Umfrage unter Führungskräften zeigt: Gender-Debatten müssen sein

Deutschland, ein Paradies für Gleichstellung? Diesen Eindruck scheinen Führungskräfte laut einer Untersuchung zu haben. Doch die Zahlen sind ein Weckruf.

Verdient sie so viel wie er? Schön wär’s. Führungskräfte in Deutschland sehen kein Problem bei der Gleichstellung – zumindest nicht im eigenen Unternehmen (Symbolbild).
Verdient sie so viel wie er? Schön wär’s. Führungskräfte in Deutschland sehen kein Problem bei der Gleichstellung – zumindest nicht im eigenen Unternehmen (Symbolbild).imago

Es scheint wie eine gute Nachricht: Die Mehrheit der Führungskräfte in Deutschland hat nicht den Eindruck, dass es in ihrem Unternehmen Probleme mit Gleichstellung gibt. Dabei spielt es keine Rolle, ob der Chef ein Mann oder eine Frau ist. Beide Geschlechter sind zufrieden. Das ist (eines) der zentralen Ergebnisse des Führungskräfte-Radars 2021, das die Bertelsmann-Stiftung gemeinsam mit der Universität Witten/Herdecke erhoben hat. Dafür wurden 1026 Führungskräfte in kleinen, mittleren und großen Unternehmen befragt.

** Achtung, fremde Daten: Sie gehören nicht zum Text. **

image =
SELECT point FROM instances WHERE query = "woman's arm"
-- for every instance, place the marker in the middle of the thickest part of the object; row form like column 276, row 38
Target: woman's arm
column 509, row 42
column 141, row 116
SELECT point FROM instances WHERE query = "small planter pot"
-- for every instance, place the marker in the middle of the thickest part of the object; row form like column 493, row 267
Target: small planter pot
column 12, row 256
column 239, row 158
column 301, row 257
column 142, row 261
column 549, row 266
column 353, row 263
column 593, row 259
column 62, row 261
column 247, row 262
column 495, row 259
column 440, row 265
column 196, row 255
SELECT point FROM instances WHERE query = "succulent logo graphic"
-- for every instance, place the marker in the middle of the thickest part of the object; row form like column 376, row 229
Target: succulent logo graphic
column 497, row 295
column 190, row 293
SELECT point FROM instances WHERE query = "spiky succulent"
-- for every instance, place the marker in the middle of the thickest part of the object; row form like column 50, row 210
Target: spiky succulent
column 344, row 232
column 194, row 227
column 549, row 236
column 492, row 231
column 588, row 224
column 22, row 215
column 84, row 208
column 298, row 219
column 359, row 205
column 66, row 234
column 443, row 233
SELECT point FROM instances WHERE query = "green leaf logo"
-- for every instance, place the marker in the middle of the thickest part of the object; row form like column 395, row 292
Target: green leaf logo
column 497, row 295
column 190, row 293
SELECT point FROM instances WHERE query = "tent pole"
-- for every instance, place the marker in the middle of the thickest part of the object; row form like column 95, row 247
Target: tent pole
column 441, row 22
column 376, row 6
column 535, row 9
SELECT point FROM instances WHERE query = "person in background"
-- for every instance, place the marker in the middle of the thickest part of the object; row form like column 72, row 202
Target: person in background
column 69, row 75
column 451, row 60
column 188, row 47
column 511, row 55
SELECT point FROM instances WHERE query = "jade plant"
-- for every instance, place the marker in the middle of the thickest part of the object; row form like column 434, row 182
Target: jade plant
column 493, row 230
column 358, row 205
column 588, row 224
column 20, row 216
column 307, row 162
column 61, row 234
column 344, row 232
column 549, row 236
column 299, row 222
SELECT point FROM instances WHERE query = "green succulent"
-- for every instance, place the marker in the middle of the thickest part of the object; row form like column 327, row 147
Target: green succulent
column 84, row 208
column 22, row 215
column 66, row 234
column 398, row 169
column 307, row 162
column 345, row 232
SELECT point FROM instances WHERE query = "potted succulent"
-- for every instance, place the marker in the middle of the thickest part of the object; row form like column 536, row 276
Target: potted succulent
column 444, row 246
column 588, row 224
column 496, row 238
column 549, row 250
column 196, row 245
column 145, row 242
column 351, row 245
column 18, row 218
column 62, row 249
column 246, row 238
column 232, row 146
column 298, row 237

Umfrage unter Führungskräften: Männer und Frauen sind sich einig

Und die Zahlen lassen aufhorchen: Für fast 75 Prozent der Befragten macht das Geschlecht der Führungskraft im eigenen Unternehmen keinen Unterschied. 81,7 Prozent sehen keine Geschlechterkonflikte. Fast 77 Prozent geben an, dass die Gehälter unabhängig vom Geschlecht gezahlt werden. Wohlgemerkt: Auch hier sind sich Männer und Frauen einig. Deutschland, ein Gleichstellungsparadies. Debatten über Gender, ungleiche Entlohnung und ungerechte Aufstiegschancen – war da was?

Nun: Ganz so einfach ist es nicht. Im Umkehrschluss bedeuten die Zahlen nämlich, dass ein nicht unerheblicher Teil der Spitzenkräfte sehr wohl Mängel sieht. Beispiel sexuelle Belästigung: Wenn 82,5 Prozent der Befragten angeben, dass im Unternehmen konsequent dagegen angegangen wird, ist das kein Ergebnis, auf dem man sich ausruhen kann, ja darf – denn fast jeder Fünfte sieht es anders.

Selbsteinschätzung und gesellschaftlicher Diskurs klaffen auseinander

Hinzu kommt: Der Blick auf die eigene Organisation kann getrübt sein. Die Diskrepanz zwischen öffentlichem Diskurs und betrieblicher Selbsteinschätzung ist augenscheinlich. Für ein unscharfes Bild spricht die Tatsache, dass eine höhere Führungsebene mit einem positiveren Bild von Gleichstellung einhergeht. Mit anderen Worten: Die Realität an der Basis ist eine andere als die in leitender Position. Dagegen hilft nur, die Zustände im Unternehmen stets zu hinterfragen. Und Gender-Debatten zuzulassen – auch wenn sie manchmal wehtun.